Правда, что универсальные иудейские средства, интриги, пролазничество, женщины и подкуп открыли «угнетенному племени» к временам императора Юстиниана пути вновь заручиться некоторой долей прав в Византии и притом настолько, что в его кодексе появился даже особый отдел – «De Judaes». Тем не менее, Юстиниан повелел: «Honore tamen jruantur nullo, sed sint in turpitudine fortunae, in qua et animam esse volunt». [22]
Таково веление рока, неизменно тяготеющее над членами «избранного народа».
Они не способны переносить счастья и за неистовства в гордыне своей ниспровергаются с пьедестала самой судьбой.
Римский народ и раньше и после Пунических войн достаточно ознакомился с евреями, а римский сенат пребывал на недосягаемой высоте государственной мудрости. С другой стороны, могучий авторитет Тацита, как историка и мыслителя, равным образом недоступен порицаниям. Посему надлежит принять к сведению и вразумляющее свидетельство знаменитого бытописателя от имени древнего Рима о евреях.

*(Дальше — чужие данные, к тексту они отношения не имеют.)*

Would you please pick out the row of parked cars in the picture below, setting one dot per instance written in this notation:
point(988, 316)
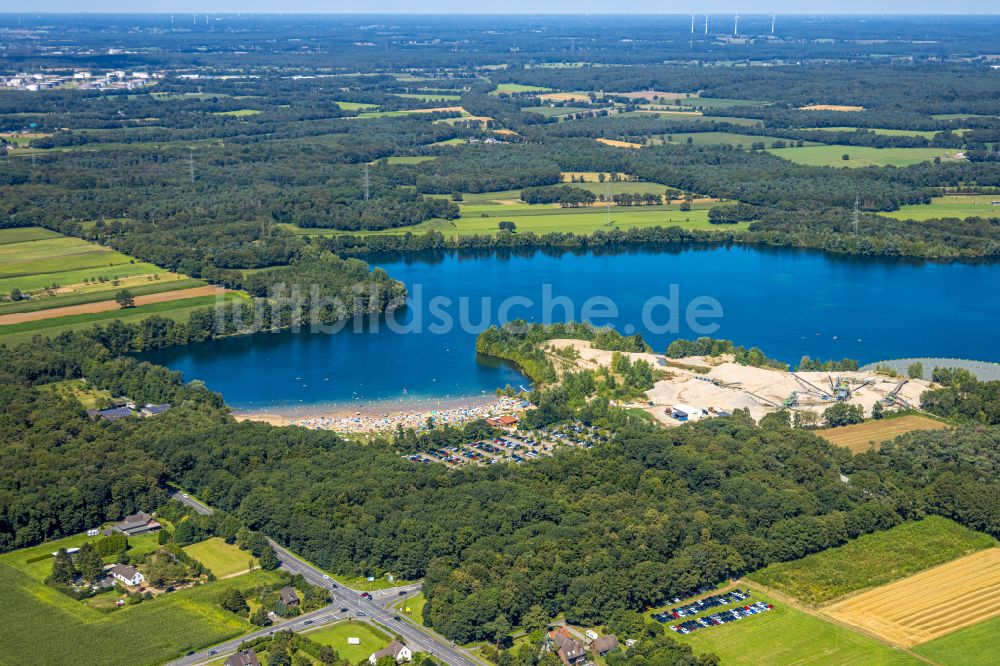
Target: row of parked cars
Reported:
point(723, 617)
point(700, 606)
point(526, 446)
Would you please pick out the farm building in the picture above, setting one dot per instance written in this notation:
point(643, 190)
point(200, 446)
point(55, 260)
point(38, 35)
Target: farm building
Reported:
point(683, 412)
point(153, 410)
point(570, 650)
point(395, 649)
point(605, 644)
point(289, 597)
point(137, 523)
point(127, 574)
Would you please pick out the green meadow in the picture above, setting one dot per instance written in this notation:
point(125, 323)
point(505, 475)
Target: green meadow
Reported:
point(239, 113)
point(371, 638)
point(929, 134)
point(163, 628)
point(860, 156)
point(100, 292)
point(221, 558)
point(430, 97)
point(179, 310)
point(722, 138)
point(562, 220)
point(355, 106)
point(409, 159)
point(786, 635)
point(552, 111)
point(961, 206)
point(971, 646)
point(508, 88)
point(873, 559)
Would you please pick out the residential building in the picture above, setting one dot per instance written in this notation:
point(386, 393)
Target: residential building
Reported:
point(153, 410)
point(137, 523)
point(570, 650)
point(605, 644)
point(289, 597)
point(395, 649)
point(112, 414)
point(127, 574)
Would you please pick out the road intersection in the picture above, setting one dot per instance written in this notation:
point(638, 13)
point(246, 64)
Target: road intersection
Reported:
point(346, 604)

«Еврейский культ нелеп и мрачен, – у них все то нечестиво, что для нас священно, и наоборот, дозволено среди них то, что у нас преступно. Ибо негоднейшие люди, презрев отечественную религию, приносили сюда (в Иерусалим) дань и пожертвования. Вследствие сем, могущество евреев возрастало, как и путем того, что у них несокрушимое друг к другу доверие и безотлагательное сострадание, но зато и вражеская ненависть ко всем остальным людям. С ними евреи не разделяют ни стола, ни ложа. Будучи отродьем, в высшей степени преданным сладострастию, они воздерживаются от сношений с иноплеменницами, а между собою у них нет ничего недозволенного. Они установили обрезание детородных частей, чтобы распознаваться взаимно по этой особенности. Переходящие в их веру злоупотребляют собой тем же способом и ничему не научаются раньше, как презирать богов, отказываться от отечества, ни во что не ставить своих родителей, детей, братьев. При всем этом евреи главным образом заботятся о размножении собственного племени».

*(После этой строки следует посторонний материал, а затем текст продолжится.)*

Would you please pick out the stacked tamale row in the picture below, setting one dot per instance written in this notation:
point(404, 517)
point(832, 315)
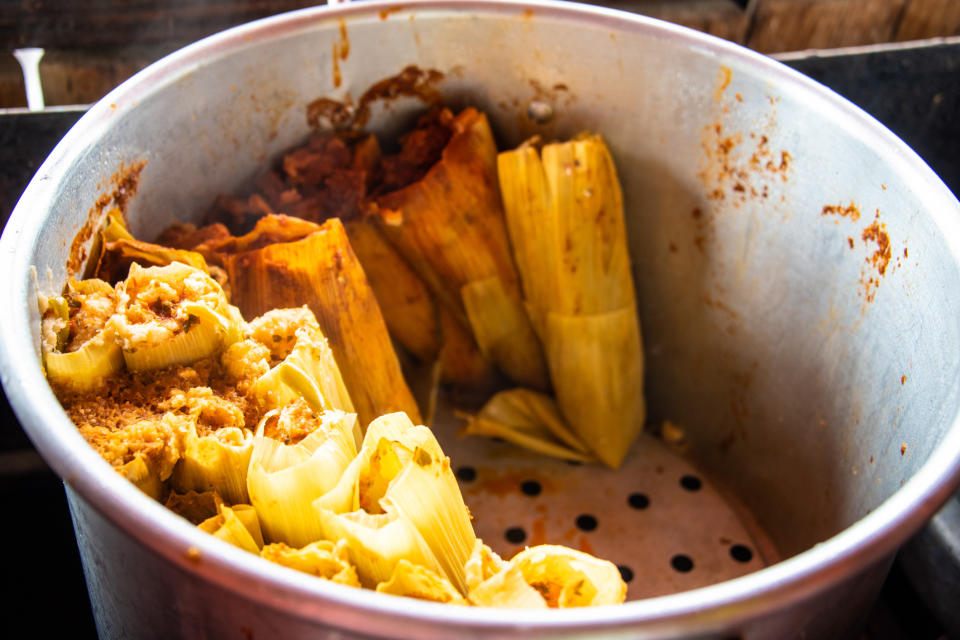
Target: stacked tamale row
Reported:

IX. Невзирая на сие изложенное, Израиль, как и в наши дни процветал. Еще в Риме он изловчился создать столь золотое для себя время, что, по удостоверению Моммзена, проконсулы и пропреторы провинций вынуждены были нежно обращаться даже с местными израильтянами, если по истечении срока службы не хотели вместо награды или триумфа, удостоиться кошачьего концерта, а то и уголовного суда. Евреи не дремали, как они, впрочем, и вообще не забывают «помогать своему счастью». Независимо от сего, сохраняя во все времена потаенное собственное правительство, они и много позже войны Помпея в Палестине продолжали рассматривать Иерусалимский храм, как свой международный банк, куда из Италии и провинций свозили награбленное золото.
«Quum aurum judaeorum nomine, quotannis ex Italia et ex omnibus provinciis Hierosolyma exportari soleret», – говорит Цицерон в речи Флакка.
Пропреторы и проконсулы не осмеливались возражать, хотя, конечно, понимали опасности, угрожающие римскому государству через скопление золота в центральной кассе иудеев. Только один префект Каппадокии Валерий Флакк решил хотя бы своим евреям запретить вывоз золота. По своему обыкновению, еврейство не осталось «неблагодарным» и, купив тогдашнего Зола по имени Лелия, предъявило Флакку ряд позорнейших обвинений. Согласно иудейскому же патентованному рецепту предполагалось запятнать Флакка такой скверной, чтобы его уже никто отмыть не мог. С этой целью евреи снабдили Лелия ложными свидетелями и фальшивыми документами, а в заключение, собравшись на форуме, принялись чинить столь наглые скандалы и гвалт, что подсудимому, казалось, не было спасения…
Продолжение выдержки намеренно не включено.